While the film lab fields entries for the next set of workshops beginning later this fall, here are the laureates of the previous edition premiering on the Lido this year.

“Banu”
“Banu”

“Banu,” directed by Tahmina Rafaella

Directed by Tahmina Rafaella, and produced by Katayoon Shahabi of the Paris-based, Iran and Afghan-focused Noori Pictures, “Banu” follows a custody battle set against the second Nagorno-Karabakh war. “The aim of this film is not to take a political stance or to delve into the complex history of the decades old territorial conflict,” writes Rafaella. “Instead, I want the audiences to question the connection between war and patriarchy through one woman’s experience of fighting for the custody of her child amidst the war in which thousands of women lose theirs.”

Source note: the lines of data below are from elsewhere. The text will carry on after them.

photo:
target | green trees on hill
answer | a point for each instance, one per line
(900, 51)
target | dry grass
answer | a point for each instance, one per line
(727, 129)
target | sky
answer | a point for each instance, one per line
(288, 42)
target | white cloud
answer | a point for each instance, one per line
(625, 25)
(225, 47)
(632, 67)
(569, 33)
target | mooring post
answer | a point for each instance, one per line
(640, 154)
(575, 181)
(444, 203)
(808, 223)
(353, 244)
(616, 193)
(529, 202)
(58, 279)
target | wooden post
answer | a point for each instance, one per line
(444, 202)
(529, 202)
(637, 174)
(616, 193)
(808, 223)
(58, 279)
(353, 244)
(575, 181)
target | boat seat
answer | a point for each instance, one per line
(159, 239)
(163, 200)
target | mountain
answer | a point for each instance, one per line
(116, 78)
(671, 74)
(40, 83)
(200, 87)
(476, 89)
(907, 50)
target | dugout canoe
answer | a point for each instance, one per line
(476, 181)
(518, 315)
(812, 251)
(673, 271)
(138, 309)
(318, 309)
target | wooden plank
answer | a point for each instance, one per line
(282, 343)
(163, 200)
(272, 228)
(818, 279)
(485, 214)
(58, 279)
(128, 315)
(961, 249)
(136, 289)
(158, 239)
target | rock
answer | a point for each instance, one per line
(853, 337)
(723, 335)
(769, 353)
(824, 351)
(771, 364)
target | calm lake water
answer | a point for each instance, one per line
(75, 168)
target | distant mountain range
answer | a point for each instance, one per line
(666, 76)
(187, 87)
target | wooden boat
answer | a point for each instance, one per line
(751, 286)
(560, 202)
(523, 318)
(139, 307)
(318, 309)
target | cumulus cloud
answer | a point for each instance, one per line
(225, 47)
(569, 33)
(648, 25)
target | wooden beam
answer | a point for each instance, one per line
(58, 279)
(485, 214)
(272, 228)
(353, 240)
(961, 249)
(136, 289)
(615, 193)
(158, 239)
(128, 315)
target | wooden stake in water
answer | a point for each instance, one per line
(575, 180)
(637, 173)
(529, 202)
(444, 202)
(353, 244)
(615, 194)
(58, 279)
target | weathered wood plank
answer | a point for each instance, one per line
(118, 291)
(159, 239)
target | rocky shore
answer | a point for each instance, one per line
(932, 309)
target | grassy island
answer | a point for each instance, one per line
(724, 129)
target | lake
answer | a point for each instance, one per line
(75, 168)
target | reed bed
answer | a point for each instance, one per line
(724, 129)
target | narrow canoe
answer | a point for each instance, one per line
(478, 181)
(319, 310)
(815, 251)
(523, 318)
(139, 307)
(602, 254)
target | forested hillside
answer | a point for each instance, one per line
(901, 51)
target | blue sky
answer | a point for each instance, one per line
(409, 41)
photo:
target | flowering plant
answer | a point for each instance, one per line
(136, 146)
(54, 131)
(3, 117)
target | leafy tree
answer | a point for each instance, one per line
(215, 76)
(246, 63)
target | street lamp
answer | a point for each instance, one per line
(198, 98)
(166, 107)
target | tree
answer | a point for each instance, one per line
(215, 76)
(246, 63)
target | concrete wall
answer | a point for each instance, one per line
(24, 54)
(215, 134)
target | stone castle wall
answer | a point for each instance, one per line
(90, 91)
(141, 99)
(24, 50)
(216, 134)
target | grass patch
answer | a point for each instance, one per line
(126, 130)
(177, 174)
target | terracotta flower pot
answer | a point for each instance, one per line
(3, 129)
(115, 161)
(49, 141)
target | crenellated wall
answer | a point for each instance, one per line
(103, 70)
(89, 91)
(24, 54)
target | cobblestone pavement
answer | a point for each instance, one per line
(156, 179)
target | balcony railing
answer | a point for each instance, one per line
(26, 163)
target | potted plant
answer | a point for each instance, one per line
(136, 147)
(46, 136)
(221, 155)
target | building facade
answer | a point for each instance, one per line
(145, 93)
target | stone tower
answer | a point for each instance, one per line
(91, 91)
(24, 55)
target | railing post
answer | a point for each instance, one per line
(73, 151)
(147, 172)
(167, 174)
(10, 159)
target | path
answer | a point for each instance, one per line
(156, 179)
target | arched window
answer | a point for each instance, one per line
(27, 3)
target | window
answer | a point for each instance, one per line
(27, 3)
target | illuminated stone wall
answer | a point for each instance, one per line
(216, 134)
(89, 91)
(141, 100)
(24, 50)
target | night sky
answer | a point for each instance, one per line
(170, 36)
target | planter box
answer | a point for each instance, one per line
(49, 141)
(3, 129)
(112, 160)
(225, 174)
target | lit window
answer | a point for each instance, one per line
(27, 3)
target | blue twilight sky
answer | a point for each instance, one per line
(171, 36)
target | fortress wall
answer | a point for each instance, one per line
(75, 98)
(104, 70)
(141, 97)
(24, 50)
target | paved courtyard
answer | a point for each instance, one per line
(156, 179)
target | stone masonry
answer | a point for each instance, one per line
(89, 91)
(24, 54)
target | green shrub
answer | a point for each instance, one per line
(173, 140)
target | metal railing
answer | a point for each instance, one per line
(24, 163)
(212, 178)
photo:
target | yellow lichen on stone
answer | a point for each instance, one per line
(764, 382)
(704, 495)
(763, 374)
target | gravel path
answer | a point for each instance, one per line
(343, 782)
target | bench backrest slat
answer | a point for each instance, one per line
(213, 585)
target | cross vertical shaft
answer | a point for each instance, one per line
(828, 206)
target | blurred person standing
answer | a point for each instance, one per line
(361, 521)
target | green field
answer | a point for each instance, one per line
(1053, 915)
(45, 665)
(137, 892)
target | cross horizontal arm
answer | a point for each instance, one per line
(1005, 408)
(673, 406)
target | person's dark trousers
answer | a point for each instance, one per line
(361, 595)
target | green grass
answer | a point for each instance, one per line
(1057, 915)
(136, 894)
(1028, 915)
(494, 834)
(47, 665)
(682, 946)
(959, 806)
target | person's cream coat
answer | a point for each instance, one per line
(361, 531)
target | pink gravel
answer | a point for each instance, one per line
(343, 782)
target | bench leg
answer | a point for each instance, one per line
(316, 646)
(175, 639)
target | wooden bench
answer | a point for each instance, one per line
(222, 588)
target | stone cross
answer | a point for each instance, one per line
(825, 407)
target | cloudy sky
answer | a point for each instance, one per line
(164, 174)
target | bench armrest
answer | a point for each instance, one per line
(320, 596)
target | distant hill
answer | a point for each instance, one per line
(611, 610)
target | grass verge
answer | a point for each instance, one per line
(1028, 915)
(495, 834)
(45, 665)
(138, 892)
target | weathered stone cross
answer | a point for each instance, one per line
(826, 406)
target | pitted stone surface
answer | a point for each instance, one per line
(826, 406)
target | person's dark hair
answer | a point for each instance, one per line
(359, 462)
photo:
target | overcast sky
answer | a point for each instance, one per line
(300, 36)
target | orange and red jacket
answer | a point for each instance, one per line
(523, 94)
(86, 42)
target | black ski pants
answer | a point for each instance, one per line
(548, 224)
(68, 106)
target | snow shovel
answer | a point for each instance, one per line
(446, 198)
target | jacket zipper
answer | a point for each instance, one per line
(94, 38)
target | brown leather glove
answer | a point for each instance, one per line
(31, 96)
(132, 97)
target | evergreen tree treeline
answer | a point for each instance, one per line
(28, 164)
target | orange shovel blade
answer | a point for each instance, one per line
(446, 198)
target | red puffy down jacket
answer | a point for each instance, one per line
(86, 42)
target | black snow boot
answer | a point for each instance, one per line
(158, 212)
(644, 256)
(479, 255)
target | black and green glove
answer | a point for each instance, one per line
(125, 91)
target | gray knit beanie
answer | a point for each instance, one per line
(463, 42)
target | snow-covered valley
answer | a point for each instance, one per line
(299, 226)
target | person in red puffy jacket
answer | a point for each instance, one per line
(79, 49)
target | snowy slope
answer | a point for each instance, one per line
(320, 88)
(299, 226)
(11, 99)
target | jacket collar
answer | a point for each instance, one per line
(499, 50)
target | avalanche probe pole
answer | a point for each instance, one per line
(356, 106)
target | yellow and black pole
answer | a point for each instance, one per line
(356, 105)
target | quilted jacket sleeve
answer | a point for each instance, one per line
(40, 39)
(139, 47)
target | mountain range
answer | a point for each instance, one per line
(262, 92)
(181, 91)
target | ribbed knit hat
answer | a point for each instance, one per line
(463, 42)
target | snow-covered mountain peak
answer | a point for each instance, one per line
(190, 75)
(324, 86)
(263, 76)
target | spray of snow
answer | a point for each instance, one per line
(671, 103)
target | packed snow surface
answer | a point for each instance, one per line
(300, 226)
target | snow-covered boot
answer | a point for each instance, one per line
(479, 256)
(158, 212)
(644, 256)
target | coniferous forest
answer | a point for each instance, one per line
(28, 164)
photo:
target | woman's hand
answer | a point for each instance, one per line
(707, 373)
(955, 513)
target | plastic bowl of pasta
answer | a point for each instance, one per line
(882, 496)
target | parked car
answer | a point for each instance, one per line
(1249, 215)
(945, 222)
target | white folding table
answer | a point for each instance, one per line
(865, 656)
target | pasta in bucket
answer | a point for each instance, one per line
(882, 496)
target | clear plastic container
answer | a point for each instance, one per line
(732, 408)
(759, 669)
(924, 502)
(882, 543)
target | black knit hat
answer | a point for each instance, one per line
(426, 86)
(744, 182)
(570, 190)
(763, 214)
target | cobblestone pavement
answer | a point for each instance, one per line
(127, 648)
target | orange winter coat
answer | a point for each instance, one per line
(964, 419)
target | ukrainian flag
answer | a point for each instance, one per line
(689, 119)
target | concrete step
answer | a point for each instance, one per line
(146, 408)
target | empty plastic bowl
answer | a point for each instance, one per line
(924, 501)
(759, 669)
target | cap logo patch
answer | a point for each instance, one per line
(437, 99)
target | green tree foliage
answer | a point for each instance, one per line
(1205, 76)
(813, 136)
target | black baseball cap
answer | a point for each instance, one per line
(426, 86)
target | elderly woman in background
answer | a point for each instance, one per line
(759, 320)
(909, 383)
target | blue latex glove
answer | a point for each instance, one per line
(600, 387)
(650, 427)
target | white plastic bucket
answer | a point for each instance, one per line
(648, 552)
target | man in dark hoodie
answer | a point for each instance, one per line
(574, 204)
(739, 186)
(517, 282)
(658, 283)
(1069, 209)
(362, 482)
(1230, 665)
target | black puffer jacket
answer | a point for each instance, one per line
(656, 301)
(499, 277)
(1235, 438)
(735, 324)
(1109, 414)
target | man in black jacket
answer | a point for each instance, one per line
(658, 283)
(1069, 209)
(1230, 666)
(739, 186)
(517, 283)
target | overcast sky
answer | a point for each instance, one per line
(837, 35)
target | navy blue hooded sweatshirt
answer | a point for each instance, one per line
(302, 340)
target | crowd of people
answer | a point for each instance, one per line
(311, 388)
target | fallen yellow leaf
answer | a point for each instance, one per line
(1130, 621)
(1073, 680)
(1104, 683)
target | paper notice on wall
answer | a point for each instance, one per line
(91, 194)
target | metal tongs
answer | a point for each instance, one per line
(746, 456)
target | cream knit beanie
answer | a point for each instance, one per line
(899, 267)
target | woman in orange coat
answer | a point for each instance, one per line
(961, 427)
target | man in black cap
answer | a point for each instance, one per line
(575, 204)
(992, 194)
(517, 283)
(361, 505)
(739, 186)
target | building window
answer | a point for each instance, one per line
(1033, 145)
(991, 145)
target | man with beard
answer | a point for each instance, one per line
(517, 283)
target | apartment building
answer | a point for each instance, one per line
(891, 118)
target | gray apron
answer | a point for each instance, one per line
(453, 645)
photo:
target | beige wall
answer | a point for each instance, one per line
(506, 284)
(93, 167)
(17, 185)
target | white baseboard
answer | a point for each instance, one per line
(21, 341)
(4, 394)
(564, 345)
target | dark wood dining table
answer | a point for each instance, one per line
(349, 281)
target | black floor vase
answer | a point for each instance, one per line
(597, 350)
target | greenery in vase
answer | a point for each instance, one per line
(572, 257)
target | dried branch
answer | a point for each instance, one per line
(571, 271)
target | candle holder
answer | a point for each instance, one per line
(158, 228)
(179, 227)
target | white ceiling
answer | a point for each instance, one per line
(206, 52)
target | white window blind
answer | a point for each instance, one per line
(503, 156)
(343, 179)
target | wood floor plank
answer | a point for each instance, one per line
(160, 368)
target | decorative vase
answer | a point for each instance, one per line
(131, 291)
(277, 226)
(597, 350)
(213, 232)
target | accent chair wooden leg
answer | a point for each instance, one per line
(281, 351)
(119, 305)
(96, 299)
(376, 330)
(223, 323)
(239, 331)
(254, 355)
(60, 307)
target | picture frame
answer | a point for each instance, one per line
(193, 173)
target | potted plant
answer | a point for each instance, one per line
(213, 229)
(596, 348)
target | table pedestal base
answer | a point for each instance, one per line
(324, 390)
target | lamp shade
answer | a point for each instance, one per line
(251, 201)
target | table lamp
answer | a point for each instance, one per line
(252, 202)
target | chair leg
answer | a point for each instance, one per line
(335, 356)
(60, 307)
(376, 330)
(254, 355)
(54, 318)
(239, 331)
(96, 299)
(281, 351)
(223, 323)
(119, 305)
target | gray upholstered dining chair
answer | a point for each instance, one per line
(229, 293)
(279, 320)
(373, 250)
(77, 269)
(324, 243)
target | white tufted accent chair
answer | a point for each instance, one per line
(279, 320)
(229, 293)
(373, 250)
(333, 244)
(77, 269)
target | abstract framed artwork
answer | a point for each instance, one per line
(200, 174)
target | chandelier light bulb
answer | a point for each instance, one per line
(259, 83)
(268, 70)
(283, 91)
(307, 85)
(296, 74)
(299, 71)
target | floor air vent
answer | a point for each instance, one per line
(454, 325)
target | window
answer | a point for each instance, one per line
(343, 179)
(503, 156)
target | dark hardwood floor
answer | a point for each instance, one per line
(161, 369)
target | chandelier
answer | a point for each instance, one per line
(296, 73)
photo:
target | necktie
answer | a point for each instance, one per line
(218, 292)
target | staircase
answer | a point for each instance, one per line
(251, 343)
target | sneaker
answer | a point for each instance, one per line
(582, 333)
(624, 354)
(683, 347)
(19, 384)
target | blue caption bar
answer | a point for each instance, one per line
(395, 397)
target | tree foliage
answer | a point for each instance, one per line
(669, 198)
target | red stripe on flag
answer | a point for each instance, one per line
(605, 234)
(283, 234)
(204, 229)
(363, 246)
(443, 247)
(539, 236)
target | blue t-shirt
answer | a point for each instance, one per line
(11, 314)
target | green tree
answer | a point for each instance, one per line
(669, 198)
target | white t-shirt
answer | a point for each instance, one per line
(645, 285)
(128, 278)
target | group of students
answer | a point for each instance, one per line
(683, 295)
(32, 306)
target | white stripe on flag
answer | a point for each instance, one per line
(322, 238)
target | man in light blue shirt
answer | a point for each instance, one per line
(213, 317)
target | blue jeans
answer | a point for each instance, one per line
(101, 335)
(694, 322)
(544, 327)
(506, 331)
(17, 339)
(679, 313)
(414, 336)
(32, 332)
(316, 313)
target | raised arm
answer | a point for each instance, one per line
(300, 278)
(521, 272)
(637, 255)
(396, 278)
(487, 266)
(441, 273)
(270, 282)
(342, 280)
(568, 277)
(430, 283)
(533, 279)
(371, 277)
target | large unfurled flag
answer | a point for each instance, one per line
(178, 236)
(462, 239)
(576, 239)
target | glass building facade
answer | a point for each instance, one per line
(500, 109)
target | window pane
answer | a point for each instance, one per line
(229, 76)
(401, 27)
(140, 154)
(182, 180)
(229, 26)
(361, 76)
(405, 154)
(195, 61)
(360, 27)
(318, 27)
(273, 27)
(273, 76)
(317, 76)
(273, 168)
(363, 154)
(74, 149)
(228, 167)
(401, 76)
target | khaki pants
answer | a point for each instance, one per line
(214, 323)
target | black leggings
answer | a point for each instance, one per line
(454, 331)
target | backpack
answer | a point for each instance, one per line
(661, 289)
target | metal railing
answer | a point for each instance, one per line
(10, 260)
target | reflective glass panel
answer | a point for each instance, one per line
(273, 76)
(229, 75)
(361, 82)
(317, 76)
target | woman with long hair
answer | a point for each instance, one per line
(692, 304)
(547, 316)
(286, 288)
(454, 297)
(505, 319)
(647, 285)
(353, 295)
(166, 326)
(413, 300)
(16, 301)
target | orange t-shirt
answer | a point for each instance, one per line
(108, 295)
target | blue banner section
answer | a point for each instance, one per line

“Mountain Lion” (pictured up top), from director Eldar Shibanov, and producers Yuliya Levitskaya and Dias Shibanov, is a road movie that tackles divorce from a kid’s point of view, following a pair of siblings on a trip from Kazakhstan to China to land the “Golden Viagra” that will keep their parents together. “I wanted to make a feel-good movie in which it seems to children that their parents will be together no matter what happens,” writes the filmmaker. “And perhaps this hope will be transmitted to the audience.”

“Palimpsest”
“Palimpsest”

“Palimpsest,” directed by Hanna Västinsalo

The sci-fi tinged “Palimpsest” tracks a pair of 80-year-olds given the chance to age in reverse, reclaiming youthful abandon with the perspective of age, and offering a corrective to the adage that youth is wasted on the young. “We are so set in our fate moving in a certain way,” says director Hanna Västinsalo. “What would happen if these steps were taken away and we were given the power to do whatever we wanted?”

“Come Le Tartartughe”
“Come Le Tartartughe”

“Come Le Tartarughe” (Like Turtles), directed by Monica Dugo

“Come Le Tartarughe” (Like Turtles), from director Monica Dugo and producer Cinzia Rutson, follows a woman quite literally living in the closet. “My film started out from an image [of] an empty wardrobe,” Dugo explains. “I wondered whether a woman, overwhelmed by unbearable and unexpected sorrow, might choose to hide away in it… The wardrobe becomes a character, [it] witnesses and accommodates. Once its mission is over it can even die.”